However, they don't care much about oral antibiotics, but they do care about Joseph Jemsek in THEIR STATE.
So, how can we kill his practice they said to themeselves? Well, since he is gonna be practicing again in one years time, how about we make it difficult for him to stay in buisness, in other words, lets financially ruin this man. So, the process is in steps, 1st-blue cross is making Jemsek AND his patients pay back something on the order of 10-20 million for Lyme treatments which extended 60 days over the past several years Jemsek has been treating Lyme. Second, just in case patients still stay with this man, and maybe allow him, through patient visits to be able to pay his bills without going under, we will make it so that he can't even give out orals (even though we don't really care about that), and then we effectivly kill this practice. What happens to the HIV patients? Well, at Blue Cross, we couldn't care less if they happen to be patients at Jemseks. Our priority is never again having to pay for Lyme Disease in the state of NC.

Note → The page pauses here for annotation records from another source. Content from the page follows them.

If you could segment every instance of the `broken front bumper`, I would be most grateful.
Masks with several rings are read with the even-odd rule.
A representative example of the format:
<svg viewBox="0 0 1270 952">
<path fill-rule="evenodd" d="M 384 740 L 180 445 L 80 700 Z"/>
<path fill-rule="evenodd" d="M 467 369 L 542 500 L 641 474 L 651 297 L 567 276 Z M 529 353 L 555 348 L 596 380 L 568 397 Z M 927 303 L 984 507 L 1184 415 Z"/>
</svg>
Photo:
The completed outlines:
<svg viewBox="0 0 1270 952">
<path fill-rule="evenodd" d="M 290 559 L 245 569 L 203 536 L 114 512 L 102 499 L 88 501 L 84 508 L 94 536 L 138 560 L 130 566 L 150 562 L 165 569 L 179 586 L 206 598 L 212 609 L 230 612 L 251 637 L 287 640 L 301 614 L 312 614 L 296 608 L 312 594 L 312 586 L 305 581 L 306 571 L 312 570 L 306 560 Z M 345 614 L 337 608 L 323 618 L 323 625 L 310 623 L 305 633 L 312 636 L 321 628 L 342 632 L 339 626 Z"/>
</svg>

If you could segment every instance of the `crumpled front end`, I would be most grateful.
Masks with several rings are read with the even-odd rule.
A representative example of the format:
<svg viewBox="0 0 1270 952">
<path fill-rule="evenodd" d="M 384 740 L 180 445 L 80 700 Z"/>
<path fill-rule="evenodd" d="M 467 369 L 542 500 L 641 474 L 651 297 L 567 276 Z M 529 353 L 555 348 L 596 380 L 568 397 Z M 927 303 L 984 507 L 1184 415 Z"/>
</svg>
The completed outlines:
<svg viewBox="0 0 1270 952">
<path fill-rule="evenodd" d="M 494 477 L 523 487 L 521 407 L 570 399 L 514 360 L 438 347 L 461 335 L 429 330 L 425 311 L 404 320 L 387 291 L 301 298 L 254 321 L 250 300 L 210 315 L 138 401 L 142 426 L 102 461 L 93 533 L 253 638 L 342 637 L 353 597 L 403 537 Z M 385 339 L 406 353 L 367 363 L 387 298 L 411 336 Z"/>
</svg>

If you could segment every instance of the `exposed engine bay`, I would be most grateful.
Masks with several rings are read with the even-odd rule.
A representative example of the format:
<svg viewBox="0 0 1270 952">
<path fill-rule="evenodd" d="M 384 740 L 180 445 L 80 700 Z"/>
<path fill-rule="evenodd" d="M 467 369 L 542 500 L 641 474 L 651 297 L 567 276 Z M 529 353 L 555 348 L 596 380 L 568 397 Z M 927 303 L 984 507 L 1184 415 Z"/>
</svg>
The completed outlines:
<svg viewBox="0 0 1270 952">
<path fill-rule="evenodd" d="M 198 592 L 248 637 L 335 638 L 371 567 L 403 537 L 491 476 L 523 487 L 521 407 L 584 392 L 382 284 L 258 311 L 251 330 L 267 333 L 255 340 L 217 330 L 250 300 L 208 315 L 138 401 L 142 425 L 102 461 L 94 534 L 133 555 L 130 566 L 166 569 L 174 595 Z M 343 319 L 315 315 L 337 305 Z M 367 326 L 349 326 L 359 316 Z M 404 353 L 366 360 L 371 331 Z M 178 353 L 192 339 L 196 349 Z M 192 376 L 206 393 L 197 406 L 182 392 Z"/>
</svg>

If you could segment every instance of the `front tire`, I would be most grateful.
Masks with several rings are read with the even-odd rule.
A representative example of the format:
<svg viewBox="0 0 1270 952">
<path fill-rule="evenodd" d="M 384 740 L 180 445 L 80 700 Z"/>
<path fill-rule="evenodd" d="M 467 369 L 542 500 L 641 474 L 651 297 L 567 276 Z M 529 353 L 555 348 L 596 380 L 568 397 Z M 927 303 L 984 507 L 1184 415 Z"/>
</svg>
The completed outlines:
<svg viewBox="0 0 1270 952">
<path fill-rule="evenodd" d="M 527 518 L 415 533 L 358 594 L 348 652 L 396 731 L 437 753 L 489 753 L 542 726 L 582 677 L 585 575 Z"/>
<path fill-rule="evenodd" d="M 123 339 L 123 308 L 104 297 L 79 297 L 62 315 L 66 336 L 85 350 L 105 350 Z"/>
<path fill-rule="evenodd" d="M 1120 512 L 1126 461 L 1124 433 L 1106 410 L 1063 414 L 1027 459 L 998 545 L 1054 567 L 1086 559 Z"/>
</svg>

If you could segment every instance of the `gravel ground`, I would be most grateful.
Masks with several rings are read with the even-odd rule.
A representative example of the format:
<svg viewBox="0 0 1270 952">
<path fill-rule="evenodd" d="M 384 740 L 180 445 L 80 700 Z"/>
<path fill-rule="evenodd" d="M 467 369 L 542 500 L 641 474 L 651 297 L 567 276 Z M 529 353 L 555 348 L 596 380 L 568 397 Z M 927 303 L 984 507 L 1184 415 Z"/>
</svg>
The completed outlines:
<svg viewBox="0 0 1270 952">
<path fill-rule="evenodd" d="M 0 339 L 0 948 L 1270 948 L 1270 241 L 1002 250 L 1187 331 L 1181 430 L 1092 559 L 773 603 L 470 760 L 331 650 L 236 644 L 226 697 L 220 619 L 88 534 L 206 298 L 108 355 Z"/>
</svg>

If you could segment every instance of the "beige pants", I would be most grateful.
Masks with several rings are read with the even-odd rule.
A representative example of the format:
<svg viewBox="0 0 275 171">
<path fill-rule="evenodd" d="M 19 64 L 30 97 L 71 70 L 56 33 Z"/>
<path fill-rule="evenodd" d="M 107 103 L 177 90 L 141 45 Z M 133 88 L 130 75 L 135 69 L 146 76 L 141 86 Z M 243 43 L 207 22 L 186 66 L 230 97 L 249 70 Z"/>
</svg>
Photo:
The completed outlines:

So, here ya go, its both orals and IV's- no more than 60 days.
You can go ahead and thank Blue Cross. It is no coincidence that all these things happened at the same time.
1-blue cross drops jemsek as a provider 2-blue cross wants money back-several millions from PATIENTS as well as JEMSEK 3-Charges against Jemsek 4-Jemsek Guilty 5-no more than 60 days antibiotics 6-scare other doctors so no one will agree to consult in NC
Pretty interesting that all these events happen at exactly the same time....... coicidence, or causation. I think causation.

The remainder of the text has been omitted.